Microsoft (NASDAQ: MSFT) confirmed late last week in a blog post that Windows 10 will be shipping with the upcoming DirectX 12 API — and a technical preview is already available to developers via the early build of Windows 10 recently released.
“The final version of Windows 10 will ship with DirectX 12, and we think it’s going to be awesome,” Microsoft’s Brian Langley wrote in a blog post. “Game developers who are part of our DirectX 12 Early Access program have even more incentive to join the Windows Insider program. These game developers will receive everything they need to kickstart their DX12 development.”
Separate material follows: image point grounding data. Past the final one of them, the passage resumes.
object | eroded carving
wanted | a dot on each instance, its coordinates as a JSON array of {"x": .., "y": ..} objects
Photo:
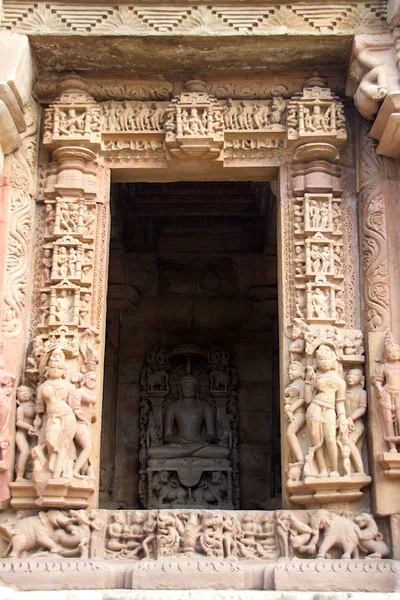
[{"x": 188, "y": 428}]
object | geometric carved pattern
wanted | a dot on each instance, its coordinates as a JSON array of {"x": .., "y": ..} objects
[
  {"x": 82, "y": 19},
  {"x": 162, "y": 19},
  {"x": 333, "y": 16},
  {"x": 219, "y": 20},
  {"x": 243, "y": 20}
]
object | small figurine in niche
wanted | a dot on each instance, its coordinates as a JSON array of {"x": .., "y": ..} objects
[
  {"x": 85, "y": 416},
  {"x": 47, "y": 262},
  {"x": 294, "y": 407},
  {"x": 26, "y": 413},
  {"x": 325, "y": 394},
  {"x": 44, "y": 308},
  {"x": 356, "y": 407},
  {"x": 55, "y": 396},
  {"x": 387, "y": 387}
]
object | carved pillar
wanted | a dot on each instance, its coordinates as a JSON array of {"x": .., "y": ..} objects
[
  {"x": 16, "y": 235},
  {"x": 322, "y": 353},
  {"x": 378, "y": 217},
  {"x": 68, "y": 320}
]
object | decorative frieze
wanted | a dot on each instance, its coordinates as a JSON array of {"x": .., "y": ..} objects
[
  {"x": 196, "y": 125},
  {"x": 165, "y": 534}
]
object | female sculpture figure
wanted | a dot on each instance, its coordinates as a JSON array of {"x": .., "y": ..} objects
[
  {"x": 356, "y": 406},
  {"x": 325, "y": 393},
  {"x": 85, "y": 417},
  {"x": 295, "y": 407},
  {"x": 387, "y": 386},
  {"x": 25, "y": 416},
  {"x": 55, "y": 396}
]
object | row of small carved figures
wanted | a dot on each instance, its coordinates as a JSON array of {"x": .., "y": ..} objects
[
  {"x": 216, "y": 534},
  {"x": 128, "y": 116}
]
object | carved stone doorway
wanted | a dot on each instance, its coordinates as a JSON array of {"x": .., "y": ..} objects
[{"x": 193, "y": 263}]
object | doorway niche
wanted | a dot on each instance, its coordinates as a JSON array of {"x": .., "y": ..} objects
[{"x": 193, "y": 263}]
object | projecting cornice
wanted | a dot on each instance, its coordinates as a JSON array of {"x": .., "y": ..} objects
[{"x": 222, "y": 18}]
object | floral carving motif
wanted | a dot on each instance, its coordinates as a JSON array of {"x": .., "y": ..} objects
[{"x": 374, "y": 259}]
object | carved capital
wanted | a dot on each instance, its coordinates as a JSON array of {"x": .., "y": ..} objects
[{"x": 374, "y": 83}]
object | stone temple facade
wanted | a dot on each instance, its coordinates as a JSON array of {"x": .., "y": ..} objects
[{"x": 199, "y": 299}]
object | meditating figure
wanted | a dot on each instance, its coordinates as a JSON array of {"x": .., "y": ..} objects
[{"x": 189, "y": 427}]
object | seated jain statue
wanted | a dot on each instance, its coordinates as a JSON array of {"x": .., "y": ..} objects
[{"x": 189, "y": 427}]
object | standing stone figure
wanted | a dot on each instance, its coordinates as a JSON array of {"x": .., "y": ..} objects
[
  {"x": 189, "y": 415},
  {"x": 26, "y": 413},
  {"x": 295, "y": 407},
  {"x": 325, "y": 393},
  {"x": 356, "y": 406}
]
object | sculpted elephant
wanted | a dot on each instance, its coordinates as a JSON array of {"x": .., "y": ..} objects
[
  {"x": 371, "y": 540},
  {"x": 44, "y": 530},
  {"x": 338, "y": 532}
]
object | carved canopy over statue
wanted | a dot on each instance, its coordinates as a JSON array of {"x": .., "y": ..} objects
[{"x": 188, "y": 429}]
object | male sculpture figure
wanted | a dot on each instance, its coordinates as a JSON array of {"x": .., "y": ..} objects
[
  {"x": 189, "y": 428},
  {"x": 325, "y": 393},
  {"x": 387, "y": 386}
]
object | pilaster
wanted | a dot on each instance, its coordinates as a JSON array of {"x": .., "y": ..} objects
[
  {"x": 324, "y": 459},
  {"x": 378, "y": 217},
  {"x": 64, "y": 369}
]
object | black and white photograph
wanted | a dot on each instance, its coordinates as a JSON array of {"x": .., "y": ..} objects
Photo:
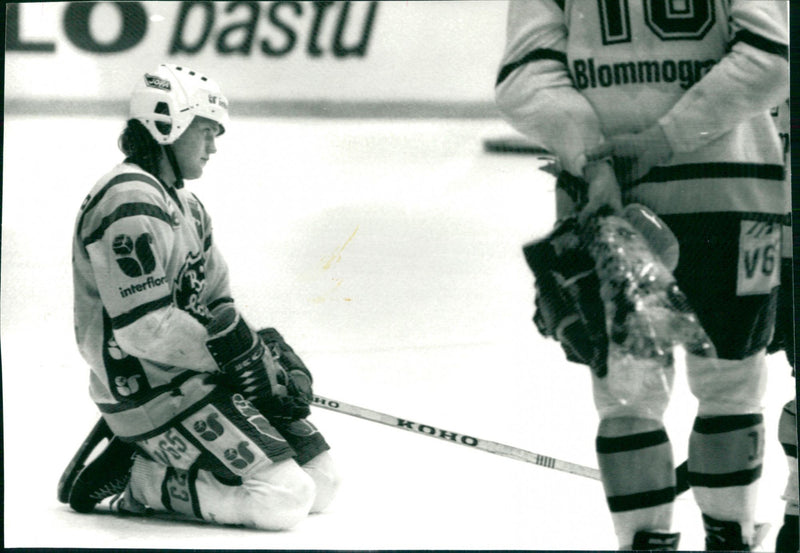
[{"x": 399, "y": 275}]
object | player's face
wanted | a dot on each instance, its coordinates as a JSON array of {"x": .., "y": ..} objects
[{"x": 194, "y": 147}]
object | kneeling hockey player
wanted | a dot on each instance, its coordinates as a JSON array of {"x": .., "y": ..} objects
[
  {"x": 206, "y": 417},
  {"x": 678, "y": 96}
]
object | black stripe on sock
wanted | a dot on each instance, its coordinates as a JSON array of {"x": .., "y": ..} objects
[
  {"x": 738, "y": 478},
  {"x": 653, "y": 498},
  {"x": 726, "y": 423},
  {"x": 632, "y": 442}
]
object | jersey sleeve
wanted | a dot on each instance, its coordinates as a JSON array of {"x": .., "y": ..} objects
[
  {"x": 534, "y": 91},
  {"x": 750, "y": 79},
  {"x": 127, "y": 235},
  {"x": 217, "y": 275}
]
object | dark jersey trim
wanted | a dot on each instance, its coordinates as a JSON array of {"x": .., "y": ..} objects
[
  {"x": 762, "y": 43},
  {"x": 714, "y": 170},
  {"x": 219, "y": 301},
  {"x": 536, "y": 55},
  {"x": 119, "y": 179},
  {"x": 138, "y": 312},
  {"x": 123, "y": 211},
  {"x": 141, "y": 399},
  {"x": 173, "y": 421}
]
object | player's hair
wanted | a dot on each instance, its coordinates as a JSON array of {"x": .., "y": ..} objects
[{"x": 140, "y": 147}]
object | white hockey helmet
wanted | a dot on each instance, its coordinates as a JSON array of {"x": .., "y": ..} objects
[{"x": 168, "y": 99}]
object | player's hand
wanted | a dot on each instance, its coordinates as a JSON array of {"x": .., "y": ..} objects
[
  {"x": 603, "y": 189},
  {"x": 636, "y": 153},
  {"x": 300, "y": 393}
]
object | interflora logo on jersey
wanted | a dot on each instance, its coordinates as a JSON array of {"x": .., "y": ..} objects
[{"x": 274, "y": 29}]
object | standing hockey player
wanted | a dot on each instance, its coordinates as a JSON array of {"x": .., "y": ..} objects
[
  {"x": 207, "y": 416},
  {"x": 783, "y": 339},
  {"x": 666, "y": 104}
]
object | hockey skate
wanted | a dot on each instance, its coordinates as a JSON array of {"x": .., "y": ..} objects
[
  {"x": 645, "y": 540},
  {"x": 107, "y": 475},
  {"x": 723, "y": 535}
]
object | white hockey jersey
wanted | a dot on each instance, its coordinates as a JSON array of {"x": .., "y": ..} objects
[
  {"x": 577, "y": 71},
  {"x": 146, "y": 274}
]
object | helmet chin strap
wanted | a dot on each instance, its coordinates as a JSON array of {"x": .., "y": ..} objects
[{"x": 173, "y": 162}]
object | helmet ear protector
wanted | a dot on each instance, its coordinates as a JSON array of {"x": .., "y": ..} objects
[{"x": 167, "y": 100}]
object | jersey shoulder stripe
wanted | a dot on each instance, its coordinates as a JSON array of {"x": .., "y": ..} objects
[
  {"x": 536, "y": 55},
  {"x": 761, "y": 42},
  {"x": 95, "y": 201},
  {"x": 126, "y": 210},
  {"x": 139, "y": 311},
  {"x": 714, "y": 170}
]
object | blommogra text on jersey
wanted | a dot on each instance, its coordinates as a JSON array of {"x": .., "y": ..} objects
[
  {"x": 151, "y": 282},
  {"x": 587, "y": 73}
]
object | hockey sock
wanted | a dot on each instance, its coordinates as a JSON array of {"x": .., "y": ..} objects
[
  {"x": 725, "y": 462},
  {"x": 787, "y": 434},
  {"x": 639, "y": 499}
]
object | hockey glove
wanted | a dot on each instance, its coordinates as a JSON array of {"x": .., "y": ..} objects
[
  {"x": 636, "y": 153},
  {"x": 241, "y": 356},
  {"x": 300, "y": 394},
  {"x": 567, "y": 305}
]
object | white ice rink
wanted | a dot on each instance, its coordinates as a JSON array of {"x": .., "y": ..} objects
[{"x": 388, "y": 254}]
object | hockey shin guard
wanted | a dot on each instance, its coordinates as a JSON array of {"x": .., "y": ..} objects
[
  {"x": 640, "y": 499},
  {"x": 725, "y": 463}
]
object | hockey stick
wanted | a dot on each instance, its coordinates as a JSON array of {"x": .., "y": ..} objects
[
  {"x": 460, "y": 439},
  {"x": 100, "y": 431},
  {"x": 681, "y": 473}
]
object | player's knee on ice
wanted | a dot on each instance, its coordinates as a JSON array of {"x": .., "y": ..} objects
[
  {"x": 326, "y": 478},
  {"x": 280, "y": 496}
]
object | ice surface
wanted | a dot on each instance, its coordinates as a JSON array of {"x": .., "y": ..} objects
[{"x": 388, "y": 254}]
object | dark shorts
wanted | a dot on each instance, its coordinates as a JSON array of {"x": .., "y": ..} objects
[
  {"x": 229, "y": 437},
  {"x": 729, "y": 269}
]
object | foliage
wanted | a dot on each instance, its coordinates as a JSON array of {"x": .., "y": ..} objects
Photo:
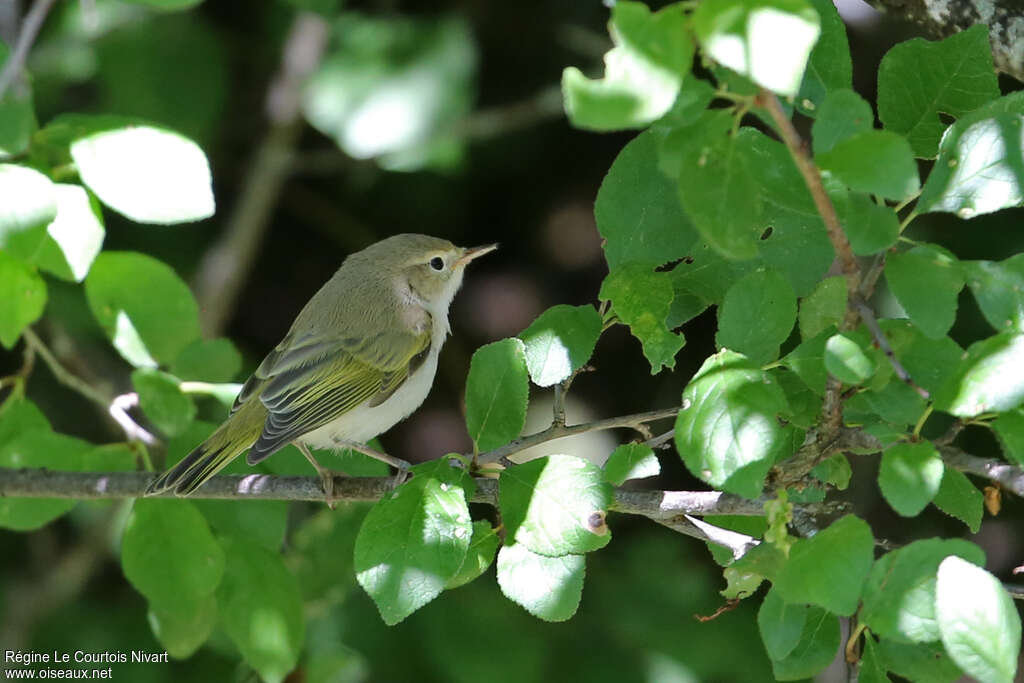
[{"x": 704, "y": 209}]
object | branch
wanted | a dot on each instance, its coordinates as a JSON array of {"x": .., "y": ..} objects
[
  {"x": 225, "y": 266},
  {"x": 944, "y": 17},
  {"x": 556, "y": 431},
  {"x": 30, "y": 29}
]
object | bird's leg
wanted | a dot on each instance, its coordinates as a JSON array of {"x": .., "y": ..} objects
[
  {"x": 326, "y": 475},
  {"x": 397, "y": 463}
]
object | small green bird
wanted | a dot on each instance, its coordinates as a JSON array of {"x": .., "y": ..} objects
[{"x": 360, "y": 356}]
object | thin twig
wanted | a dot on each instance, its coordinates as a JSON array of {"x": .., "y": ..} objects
[
  {"x": 555, "y": 432},
  {"x": 30, "y": 29}
]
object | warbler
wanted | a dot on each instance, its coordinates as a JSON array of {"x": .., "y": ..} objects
[{"x": 359, "y": 357}]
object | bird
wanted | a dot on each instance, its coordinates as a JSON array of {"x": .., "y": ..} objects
[{"x": 359, "y": 357}]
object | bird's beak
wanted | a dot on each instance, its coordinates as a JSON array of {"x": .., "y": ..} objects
[{"x": 475, "y": 252}]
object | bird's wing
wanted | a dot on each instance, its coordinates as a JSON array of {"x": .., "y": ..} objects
[{"x": 307, "y": 382}]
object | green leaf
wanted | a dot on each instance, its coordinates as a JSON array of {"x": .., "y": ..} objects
[
  {"x": 559, "y": 342},
  {"x": 1010, "y": 428},
  {"x": 146, "y": 174},
  {"x": 829, "y": 67},
  {"x": 998, "y": 288},
  {"x": 728, "y": 433},
  {"x": 878, "y": 162},
  {"x": 23, "y": 297},
  {"x": 847, "y": 361},
  {"x": 719, "y": 193},
  {"x": 637, "y": 208},
  {"x": 261, "y": 609},
  {"x": 169, "y": 554},
  {"x": 987, "y": 380},
  {"x": 183, "y": 627},
  {"x": 74, "y": 239},
  {"x": 144, "y": 308},
  {"x": 642, "y": 74},
  {"x": 823, "y": 308},
  {"x": 479, "y": 555},
  {"x": 978, "y": 621},
  {"x": 36, "y": 447},
  {"x": 829, "y": 568},
  {"x": 961, "y": 499},
  {"x": 979, "y": 168},
  {"x": 642, "y": 299},
  {"x": 631, "y": 461},
  {"x": 548, "y": 588},
  {"x": 555, "y": 505},
  {"x": 909, "y": 476},
  {"x": 413, "y": 543},
  {"x": 927, "y": 282},
  {"x": 919, "y": 662},
  {"x": 769, "y": 41},
  {"x": 871, "y": 227},
  {"x": 818, "y": 643},
  {"x": 30, "y": 204},
  {"x": 780, "y": 625},
  {"x": 497, "y": 391},
  {"x": 162, "y": 400},
  {"x": 899, "y": 596},
  {"x": 208, "y": 360},
  {"x": 757, "y": 315},
  {"x": 843, "y": 115},
  {"x": 919, "y": 80}
]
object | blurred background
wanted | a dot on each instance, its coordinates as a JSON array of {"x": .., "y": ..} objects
[{"x": 329, "y": 128}]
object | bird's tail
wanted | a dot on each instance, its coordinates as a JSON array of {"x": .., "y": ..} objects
[{"x": 230, "y": 440}]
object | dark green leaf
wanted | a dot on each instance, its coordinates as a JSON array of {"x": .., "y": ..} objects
[
  {"x": 30, "y": 204},
  {"x": 899, "y": 596},
  {"x": 829, "y": 568},
  {"x": 987, "y": 380},
  {"x": 769, "y": 41},
  {"x": 823, "y": 308},
  {"x": 844, "y": 114},
  {"x": 909, "y": 476},
  {"x": 555, "y": 505},
  {"x": 847, "y": 361},
  {"x": 818, "y": 643},
  {"x": 169, "y": 554},
  {"x": 559, "y": 342},
  {"x": 780, "y": 625},
  {"x": 927, "y": 282},
  {"x": 998, "y": 289},
  {"x": 642, "y": 73},
  {"x": 829, "y": 67},
  {"x": 960, "y": 498},
  {"x": 919, "y": 80},
  {"x": 23, "y": 297},
  {"x": 208, "y": 360},
  {"x": 497, "y": 391},
  {"x": 479, "y": 555},
  {"x": 642, "y": 299},
  {"x": 728, "y": 433},
  {"x": 162, "y": 400},
  {"x": 631, "y": 461},
  {"x": 757, "y": 315},
  {"x": 37, "y": 446},
  {"x": 877, "y": 162},
  {"x": 261, "y": 608},
  {"x": 144, "y": 308},
  {"x": 548, "y": 588},
  {"x": 637, "y": 209},
  {"x": 978, "y": 621},
  {"x": 74, "y": 239},
  {"x": 413, "y": 542}
]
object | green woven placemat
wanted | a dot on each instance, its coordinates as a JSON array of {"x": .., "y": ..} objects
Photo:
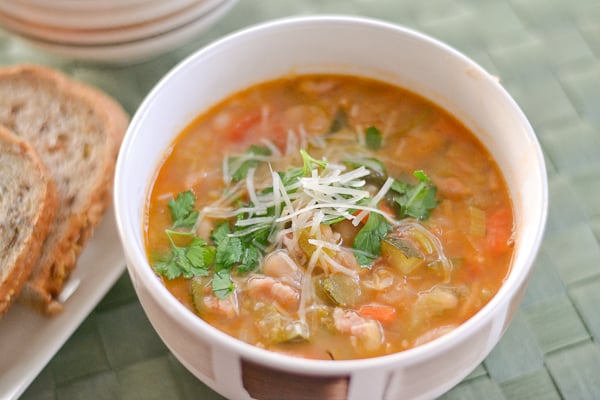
[{"x": 547, "y": 54}]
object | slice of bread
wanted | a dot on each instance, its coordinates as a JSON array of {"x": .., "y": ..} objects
[
  {"x": 77, "y": 131},
  {"x": 28, "y": 202}
]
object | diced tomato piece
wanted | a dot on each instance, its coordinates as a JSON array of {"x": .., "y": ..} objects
[
  {"x": 499, "y": 227},
  {"x": 380, "y": 312},
  {"x": 241, "y": 127}
]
For now, Microsoft will have to work overtime to convince developers about the technical virtues of the new API and why it deserves their full support. In some ways Microsoft finds itself competing with AMD (NYSE: AMD) and its Mantle API as both promise close to the metal access for developers. Though Mantle isn’t close to mainstream, it does count more support from developers than DirectX 12; Unreal Engine 4 is the only game engine to support DirectX 12 while AMD can count a handful of AAA titles and developers that support its Mantle (though the comparison isn’t entirely fair as DirectX 12 isn’t officially out yet).
Microsoft says that it’s currently working with developers to build relationships and support for DirectX 12.
Windows 10 is expected to be released in 2015.